Appeal by the defendant from a judgment of the Supreme Court, Queens County (Clabby, J.), rendered February 6, 1987, convicting him of criminal possession of stolen property in the first degree (two counts), after a nonjury trial, and imposing sentence. The appeal brings up for review the denial (Cohen, J.), after a hearing, of that branch of the defendant’s omnibus motion which was to suppress physical evidence.
Ordered that the judgment is affirmed, and the case is remitted to the Supreme Court, Queens County, for further proceedings pursuant to CPL 460.50 (5).
On December 30, 1983, the police stopped the flatbed truck driven by the defendant, conducted a warrantless search of a dismantled vehicle on the truck to determine the vehicle identification number (hereinafter VIN), and learned that the vehicle had been reported stolen. He was arrested on charges including criminal possession of stolen property.
The defendant contends that the police improperly stopped his vehicle on the pretext that he committed certain traffic infractions in order to conduct a search of the load his truck was carrying. He maintains that the hearing court improperly denied his motion to suppress the physical evidence found in the truck. The People maintain that the court properly denied *620the motion, notwithstanding its finding that the search was conducted without probable cause, and concede that the court erroneously determined that the evidence was admissible under the inevitable discovery rule.
Viewing all of the circumstances in this case, we agree with the People’s contention that the evidence adduced at the suppression hearing establishes that the police properly stopped the defendant’s vehicle predicated upon his violation of several provisions of the Vehicle and Traffic Law, and, based upon certain information known to the officers at that point, their independent prior observations of the vehicle and the defendants uncooperative and evasive conduct, they legally searched the back of his truck, having probable cause to believe that he was transporting stolen dismantled vehicles (see, People v Bigelow, 66 NY2d 417; cf., People v Class, 63 NY2d 491, revd 475 US 106, on remand 67 NY2d 431).
The police testimony during the hearing demonstrated that the Auto Crime Division received information on December 14, 1983, from a police officer that P.A.V. Auto Salvage in Queens County was engaged in cutting up stolen cars and transporting the remains in the early morning hours to another destination. Thereafter, a police officer observed a truck on the premises one evening, recorded the license plate number, and later determined that the registration had expired two years earlier and the plate belonged to another truck. On December 30, 1983, at about 6:30 a.m., a team of seven police officers in two cars positioned themselves near the premises to conduct an observation of the salvage yard’s activities. At about 8:45 a.m., they observed a flatbed truck pull out of the yard. The back of the truck was loaded with two crushed vehicles, one described as teetering off of the back of the vehicle. The team proceeded to observe the driver, later identified as the defendant, pass through two red lights, and then they stopped the vehicle. The defendant complied with an officer’s request to exit the truck but was unable to produce either a driver’s license or registration for the vehicle. At this point, one of the officers recognized the defendant, whom he knew had had his license suspended, and the defendant refused to answer any further questions as to whether he had any documents concerning the load he was transporting. Two of the officers proceeded to mount the rear of the truck and after removing some broken glass on the windshield of one of the crushed vehicles, obtained the VIN, radioed for a check of the number and determined that the vehicle had been reported stolen the previous day.

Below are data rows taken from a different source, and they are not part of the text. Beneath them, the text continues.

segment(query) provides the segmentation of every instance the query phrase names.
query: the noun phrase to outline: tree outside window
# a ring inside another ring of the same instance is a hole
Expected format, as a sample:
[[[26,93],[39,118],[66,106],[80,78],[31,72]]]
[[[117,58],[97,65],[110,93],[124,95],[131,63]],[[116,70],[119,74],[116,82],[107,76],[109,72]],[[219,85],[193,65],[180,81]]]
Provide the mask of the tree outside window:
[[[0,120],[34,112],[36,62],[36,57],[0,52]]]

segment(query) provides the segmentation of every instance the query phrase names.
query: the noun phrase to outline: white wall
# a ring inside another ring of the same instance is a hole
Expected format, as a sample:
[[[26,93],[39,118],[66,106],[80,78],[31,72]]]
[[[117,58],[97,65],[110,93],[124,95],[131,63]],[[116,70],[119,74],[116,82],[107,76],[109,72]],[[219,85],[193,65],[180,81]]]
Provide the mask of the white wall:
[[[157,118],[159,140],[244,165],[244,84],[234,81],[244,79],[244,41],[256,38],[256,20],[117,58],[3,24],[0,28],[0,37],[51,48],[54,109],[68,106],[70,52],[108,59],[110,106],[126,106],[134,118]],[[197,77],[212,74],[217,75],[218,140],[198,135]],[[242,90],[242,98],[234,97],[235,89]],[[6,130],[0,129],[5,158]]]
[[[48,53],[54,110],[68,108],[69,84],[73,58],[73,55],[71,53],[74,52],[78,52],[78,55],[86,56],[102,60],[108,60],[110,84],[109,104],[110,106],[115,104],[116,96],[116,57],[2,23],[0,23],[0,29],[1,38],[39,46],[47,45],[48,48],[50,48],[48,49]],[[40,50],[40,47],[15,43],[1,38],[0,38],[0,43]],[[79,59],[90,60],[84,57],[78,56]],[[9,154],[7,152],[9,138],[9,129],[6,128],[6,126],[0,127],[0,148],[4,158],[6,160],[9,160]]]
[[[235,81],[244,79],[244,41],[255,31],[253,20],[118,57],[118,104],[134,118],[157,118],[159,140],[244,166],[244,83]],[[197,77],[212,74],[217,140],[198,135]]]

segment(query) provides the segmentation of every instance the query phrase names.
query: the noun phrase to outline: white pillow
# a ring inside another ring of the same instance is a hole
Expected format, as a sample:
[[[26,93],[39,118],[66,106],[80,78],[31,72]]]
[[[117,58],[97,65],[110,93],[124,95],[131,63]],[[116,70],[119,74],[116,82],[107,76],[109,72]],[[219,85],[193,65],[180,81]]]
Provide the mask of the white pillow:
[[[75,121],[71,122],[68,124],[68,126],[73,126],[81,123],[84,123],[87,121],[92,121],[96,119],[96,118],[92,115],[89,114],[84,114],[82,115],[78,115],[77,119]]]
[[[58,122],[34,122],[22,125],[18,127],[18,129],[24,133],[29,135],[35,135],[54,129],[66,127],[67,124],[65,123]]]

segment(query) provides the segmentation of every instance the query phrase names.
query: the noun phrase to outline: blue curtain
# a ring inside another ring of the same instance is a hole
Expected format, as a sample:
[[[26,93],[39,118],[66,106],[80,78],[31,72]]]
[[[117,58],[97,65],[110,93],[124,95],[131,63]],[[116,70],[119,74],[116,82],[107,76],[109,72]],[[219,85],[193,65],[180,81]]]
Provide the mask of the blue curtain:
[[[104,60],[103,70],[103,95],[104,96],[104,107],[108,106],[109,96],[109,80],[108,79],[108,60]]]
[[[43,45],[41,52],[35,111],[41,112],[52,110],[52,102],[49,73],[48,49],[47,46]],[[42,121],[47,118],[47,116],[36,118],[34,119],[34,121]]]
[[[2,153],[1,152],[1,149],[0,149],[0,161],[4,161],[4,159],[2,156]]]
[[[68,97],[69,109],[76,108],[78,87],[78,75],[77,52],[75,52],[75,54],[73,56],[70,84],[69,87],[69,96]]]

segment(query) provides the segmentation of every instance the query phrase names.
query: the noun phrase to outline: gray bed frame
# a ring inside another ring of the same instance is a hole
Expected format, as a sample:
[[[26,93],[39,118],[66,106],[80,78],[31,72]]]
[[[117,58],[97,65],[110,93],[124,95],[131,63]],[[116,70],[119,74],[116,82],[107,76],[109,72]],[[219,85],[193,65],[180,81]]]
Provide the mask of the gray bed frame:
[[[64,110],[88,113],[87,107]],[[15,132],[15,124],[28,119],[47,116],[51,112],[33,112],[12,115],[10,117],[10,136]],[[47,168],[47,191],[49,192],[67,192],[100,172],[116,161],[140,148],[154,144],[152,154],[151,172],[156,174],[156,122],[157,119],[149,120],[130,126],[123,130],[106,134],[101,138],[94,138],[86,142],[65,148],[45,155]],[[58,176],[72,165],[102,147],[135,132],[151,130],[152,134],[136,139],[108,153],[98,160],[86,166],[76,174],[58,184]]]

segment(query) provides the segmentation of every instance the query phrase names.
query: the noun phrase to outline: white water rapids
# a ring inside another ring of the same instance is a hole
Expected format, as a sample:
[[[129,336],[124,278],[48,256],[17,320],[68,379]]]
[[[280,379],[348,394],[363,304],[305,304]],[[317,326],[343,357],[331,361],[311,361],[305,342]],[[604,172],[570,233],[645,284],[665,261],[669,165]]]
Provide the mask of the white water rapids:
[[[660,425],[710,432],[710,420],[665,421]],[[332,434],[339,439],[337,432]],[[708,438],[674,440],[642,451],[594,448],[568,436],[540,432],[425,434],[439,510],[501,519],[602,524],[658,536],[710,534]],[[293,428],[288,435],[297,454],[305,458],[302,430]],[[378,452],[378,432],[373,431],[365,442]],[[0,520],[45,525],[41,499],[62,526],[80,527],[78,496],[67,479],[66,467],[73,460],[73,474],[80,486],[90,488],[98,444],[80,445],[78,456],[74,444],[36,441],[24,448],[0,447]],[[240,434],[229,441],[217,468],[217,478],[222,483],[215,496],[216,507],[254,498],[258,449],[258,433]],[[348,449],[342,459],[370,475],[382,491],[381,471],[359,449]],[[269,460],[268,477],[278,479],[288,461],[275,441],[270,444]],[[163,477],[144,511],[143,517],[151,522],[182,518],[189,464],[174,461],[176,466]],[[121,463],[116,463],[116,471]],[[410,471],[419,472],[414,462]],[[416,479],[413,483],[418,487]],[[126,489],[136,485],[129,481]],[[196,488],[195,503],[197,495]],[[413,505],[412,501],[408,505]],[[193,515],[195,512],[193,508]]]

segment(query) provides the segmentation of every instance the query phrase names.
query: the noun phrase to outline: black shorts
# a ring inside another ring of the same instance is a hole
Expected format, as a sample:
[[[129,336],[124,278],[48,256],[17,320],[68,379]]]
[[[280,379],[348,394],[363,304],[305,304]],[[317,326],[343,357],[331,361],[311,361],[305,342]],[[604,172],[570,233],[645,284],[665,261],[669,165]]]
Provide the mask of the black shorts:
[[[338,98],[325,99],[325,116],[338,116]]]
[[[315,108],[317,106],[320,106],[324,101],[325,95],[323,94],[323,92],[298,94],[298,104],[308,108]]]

*621According to the police testimony, the team’s initial objective was to observe if cars were being transported in and out of the yard prior to 9:00 a.m. to confirm the tip provided to them. When the flatbed truck exited the premises with the unsecured load, the officers decided to stop the vehicle before one of the cars fell off. Detective George testified that the reason the officers decided to search for the VIN was as follows: "After stopping the vehicle and asking Mr. MacDonnell for the paperwork, and him refusing to answer questions regarding where the vehicles came from or who they belonged to, I felt I had good reason to believe the cars were stolen”. Detective George also explained that the VIN was visible from the exterior of the car.
Although the defendant asserts that the police testimony was incredible as a matter of law, we find no basis to conclude that it was "so inherently incredible or improbable as to lead this court to doubt that a rational basis existed for the suppression court’s findings on credibility” (People v Africk, 107 AD2d 700, 702). Accordingly, for the reasons previously stated, we conclude that the hearing court properly denied that branch of the defendant’s omnibus motion which was to suppress the physical evidence. Since the defendant does not challenge his conviction on any other ground, the judgment is affirmed. Thompson, J. P., Niehoff, Rubin and Sullivan, JJ., concur.